A Comparison of Applied Element Method and Finite Element Method for Elastostatic Problems

Finite element method (FEM) is a general numerical method to solve differential equations. Applied Element Method (AEM) is also a numerical method, but limited for structural analysis. Instead of node-to-node connection in FEM, applied elements are connected by springs. Stiffness matrix is for a pair of spring rather than for an element. A pair of spring consists of two springs to simulate normal stress (normal spring) and shear stress (shear spring) for a two-dimensional (2D) element.

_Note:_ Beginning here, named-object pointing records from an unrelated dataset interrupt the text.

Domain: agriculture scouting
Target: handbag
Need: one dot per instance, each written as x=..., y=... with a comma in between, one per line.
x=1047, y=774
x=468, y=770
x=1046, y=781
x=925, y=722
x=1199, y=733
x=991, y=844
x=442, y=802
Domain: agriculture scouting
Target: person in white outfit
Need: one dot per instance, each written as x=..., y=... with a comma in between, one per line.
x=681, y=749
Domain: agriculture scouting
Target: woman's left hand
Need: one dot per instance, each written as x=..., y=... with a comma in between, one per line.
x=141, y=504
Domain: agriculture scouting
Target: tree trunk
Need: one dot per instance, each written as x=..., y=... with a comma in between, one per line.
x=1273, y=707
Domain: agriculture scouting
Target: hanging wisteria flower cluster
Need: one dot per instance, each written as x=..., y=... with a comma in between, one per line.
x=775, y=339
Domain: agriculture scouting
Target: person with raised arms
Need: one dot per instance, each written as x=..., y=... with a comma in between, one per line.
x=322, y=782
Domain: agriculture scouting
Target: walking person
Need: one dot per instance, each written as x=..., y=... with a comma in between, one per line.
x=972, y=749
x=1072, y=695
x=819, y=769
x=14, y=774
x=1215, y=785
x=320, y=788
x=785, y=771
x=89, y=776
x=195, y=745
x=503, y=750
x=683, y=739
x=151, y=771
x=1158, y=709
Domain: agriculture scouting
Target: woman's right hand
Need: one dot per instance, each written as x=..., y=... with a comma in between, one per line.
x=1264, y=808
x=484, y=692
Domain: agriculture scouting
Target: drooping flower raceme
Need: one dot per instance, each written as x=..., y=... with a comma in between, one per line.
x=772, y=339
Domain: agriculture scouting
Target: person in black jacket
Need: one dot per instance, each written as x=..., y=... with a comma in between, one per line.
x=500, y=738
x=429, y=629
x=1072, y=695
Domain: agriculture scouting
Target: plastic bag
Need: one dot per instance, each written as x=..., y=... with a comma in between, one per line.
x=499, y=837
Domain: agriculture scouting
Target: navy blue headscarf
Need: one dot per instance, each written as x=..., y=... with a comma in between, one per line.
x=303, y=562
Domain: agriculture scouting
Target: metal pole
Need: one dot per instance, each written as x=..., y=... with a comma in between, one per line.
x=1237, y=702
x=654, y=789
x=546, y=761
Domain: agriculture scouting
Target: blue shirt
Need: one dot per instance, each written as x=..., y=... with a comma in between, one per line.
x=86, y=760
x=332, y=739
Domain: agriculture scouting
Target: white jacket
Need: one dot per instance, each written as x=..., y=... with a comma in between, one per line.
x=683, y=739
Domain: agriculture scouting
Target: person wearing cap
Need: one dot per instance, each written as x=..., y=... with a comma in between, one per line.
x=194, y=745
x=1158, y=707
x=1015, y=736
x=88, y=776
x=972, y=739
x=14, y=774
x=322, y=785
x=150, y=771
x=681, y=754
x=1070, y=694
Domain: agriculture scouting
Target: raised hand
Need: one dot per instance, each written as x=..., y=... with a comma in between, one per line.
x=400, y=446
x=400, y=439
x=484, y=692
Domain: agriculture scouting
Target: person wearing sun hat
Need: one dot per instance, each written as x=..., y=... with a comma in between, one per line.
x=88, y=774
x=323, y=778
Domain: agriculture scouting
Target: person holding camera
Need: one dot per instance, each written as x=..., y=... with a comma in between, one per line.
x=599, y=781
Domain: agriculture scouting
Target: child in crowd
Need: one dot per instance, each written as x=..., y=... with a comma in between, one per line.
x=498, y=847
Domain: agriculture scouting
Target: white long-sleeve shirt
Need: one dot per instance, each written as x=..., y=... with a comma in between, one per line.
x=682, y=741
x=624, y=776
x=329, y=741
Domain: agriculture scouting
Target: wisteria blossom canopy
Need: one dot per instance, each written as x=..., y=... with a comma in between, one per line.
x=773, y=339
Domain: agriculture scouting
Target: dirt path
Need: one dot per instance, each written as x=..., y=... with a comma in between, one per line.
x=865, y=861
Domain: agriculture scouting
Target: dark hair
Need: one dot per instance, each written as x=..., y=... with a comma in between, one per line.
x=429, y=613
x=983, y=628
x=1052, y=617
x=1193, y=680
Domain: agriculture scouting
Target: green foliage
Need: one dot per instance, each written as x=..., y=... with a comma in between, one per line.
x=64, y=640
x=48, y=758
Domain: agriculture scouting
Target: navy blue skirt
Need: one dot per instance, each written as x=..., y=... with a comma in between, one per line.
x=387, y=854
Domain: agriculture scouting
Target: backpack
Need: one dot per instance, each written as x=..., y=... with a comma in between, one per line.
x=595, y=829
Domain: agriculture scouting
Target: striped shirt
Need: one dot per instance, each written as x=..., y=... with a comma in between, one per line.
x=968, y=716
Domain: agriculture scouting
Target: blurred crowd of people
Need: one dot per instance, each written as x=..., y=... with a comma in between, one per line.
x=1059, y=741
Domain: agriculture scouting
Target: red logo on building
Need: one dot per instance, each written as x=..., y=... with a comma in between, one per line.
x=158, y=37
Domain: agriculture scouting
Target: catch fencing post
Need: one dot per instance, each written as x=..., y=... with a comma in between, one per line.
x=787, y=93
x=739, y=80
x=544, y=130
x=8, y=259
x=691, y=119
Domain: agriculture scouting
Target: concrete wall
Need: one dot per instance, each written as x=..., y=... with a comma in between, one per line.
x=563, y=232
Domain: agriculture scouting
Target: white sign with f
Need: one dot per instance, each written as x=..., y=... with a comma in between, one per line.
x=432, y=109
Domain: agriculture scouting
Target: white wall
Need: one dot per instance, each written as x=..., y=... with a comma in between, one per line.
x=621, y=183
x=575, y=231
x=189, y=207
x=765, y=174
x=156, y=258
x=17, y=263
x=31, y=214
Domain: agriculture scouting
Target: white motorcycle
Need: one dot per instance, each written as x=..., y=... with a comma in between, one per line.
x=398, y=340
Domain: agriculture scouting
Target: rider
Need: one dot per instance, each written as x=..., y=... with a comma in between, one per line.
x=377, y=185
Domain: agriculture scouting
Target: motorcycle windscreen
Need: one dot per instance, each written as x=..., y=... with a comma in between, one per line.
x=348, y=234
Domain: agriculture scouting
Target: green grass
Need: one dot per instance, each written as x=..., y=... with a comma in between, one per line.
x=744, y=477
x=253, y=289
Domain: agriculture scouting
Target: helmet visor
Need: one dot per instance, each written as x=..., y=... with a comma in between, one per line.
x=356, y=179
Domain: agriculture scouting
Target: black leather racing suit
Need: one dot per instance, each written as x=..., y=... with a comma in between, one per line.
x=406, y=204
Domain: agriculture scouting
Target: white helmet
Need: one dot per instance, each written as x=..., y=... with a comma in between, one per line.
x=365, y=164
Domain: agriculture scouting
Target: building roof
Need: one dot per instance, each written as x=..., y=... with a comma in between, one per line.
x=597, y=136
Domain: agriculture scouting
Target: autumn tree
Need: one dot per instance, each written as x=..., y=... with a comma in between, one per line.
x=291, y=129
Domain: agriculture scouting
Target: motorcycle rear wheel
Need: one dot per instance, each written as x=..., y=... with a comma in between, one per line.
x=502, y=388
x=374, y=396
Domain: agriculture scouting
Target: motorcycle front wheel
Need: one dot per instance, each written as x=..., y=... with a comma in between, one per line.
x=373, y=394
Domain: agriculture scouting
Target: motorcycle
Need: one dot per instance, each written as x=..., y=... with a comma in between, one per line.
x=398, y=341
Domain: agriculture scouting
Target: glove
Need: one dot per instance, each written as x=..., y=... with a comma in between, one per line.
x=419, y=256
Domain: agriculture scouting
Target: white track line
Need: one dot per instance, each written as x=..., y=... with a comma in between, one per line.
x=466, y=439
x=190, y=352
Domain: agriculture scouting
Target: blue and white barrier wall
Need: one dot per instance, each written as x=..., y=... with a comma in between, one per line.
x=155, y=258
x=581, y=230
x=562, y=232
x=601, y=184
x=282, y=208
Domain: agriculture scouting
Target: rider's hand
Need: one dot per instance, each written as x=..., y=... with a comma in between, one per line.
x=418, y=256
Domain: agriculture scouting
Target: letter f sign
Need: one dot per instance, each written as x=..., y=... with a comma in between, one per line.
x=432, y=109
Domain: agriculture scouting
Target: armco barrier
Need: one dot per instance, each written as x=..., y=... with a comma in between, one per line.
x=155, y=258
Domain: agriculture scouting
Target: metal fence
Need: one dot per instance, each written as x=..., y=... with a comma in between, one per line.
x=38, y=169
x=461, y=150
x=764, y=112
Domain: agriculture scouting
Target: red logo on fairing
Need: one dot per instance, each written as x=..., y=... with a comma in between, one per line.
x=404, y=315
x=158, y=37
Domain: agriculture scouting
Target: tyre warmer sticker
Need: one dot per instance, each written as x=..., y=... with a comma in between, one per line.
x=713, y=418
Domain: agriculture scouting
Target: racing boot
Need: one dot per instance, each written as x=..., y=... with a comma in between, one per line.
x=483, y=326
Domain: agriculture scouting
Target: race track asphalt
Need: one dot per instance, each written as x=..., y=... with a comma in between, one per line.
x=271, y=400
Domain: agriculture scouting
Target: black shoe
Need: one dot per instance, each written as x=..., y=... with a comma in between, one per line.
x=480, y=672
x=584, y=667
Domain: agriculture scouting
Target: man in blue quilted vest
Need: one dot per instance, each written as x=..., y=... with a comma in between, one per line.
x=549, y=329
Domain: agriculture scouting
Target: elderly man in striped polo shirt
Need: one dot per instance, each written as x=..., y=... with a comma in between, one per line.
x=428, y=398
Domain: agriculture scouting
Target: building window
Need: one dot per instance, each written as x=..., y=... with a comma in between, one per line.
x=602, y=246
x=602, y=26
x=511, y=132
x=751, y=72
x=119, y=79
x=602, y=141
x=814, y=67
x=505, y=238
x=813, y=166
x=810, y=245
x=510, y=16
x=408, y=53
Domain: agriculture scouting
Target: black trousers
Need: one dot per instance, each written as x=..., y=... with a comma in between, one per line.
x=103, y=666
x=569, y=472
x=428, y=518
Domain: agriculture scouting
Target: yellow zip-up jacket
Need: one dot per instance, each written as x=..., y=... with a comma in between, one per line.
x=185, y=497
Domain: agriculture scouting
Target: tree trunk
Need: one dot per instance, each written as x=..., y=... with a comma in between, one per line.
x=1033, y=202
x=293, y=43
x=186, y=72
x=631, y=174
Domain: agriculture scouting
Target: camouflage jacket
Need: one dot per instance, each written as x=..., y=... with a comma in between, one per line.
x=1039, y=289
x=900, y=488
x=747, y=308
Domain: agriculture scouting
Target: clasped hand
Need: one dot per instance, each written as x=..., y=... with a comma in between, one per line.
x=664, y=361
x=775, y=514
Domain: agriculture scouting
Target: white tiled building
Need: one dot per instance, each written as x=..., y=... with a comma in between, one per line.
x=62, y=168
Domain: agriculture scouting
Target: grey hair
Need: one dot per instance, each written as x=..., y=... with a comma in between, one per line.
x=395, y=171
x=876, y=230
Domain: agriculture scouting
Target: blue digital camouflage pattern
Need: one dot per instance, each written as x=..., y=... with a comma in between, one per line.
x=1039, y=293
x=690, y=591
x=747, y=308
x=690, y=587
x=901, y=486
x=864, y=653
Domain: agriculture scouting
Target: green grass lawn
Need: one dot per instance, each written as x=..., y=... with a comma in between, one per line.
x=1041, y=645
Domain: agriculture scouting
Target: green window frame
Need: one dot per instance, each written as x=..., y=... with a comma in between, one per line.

A comparison of AEM and FEM in terms of convergence and processing time is done in this paper. For this, 2D linear and non-linear analysis of structures is carried out. Although the processing time depends upon the features of the computer, the comparison of the results of AEM and FEM on the same system is done. In general, the analysis by AEM takes less time when compared to FEM. This is attributed to the lesser number of degrees of freedom per element in AEM. This reduces the memory requirement in AEM compared to FEM, for same meshing. In the case of linear analysis, AEM is found to be superior when compared to FEM with respect to accuracy. The results from both AEM and FEM converged at almost the same rate. Incremental method of non-linear analysis was attempted. To incorporate material non-linearity in AEM, the stiffness of the springs is varied according to its strain. Both AEM and FEM predicted similar load-deflection curve.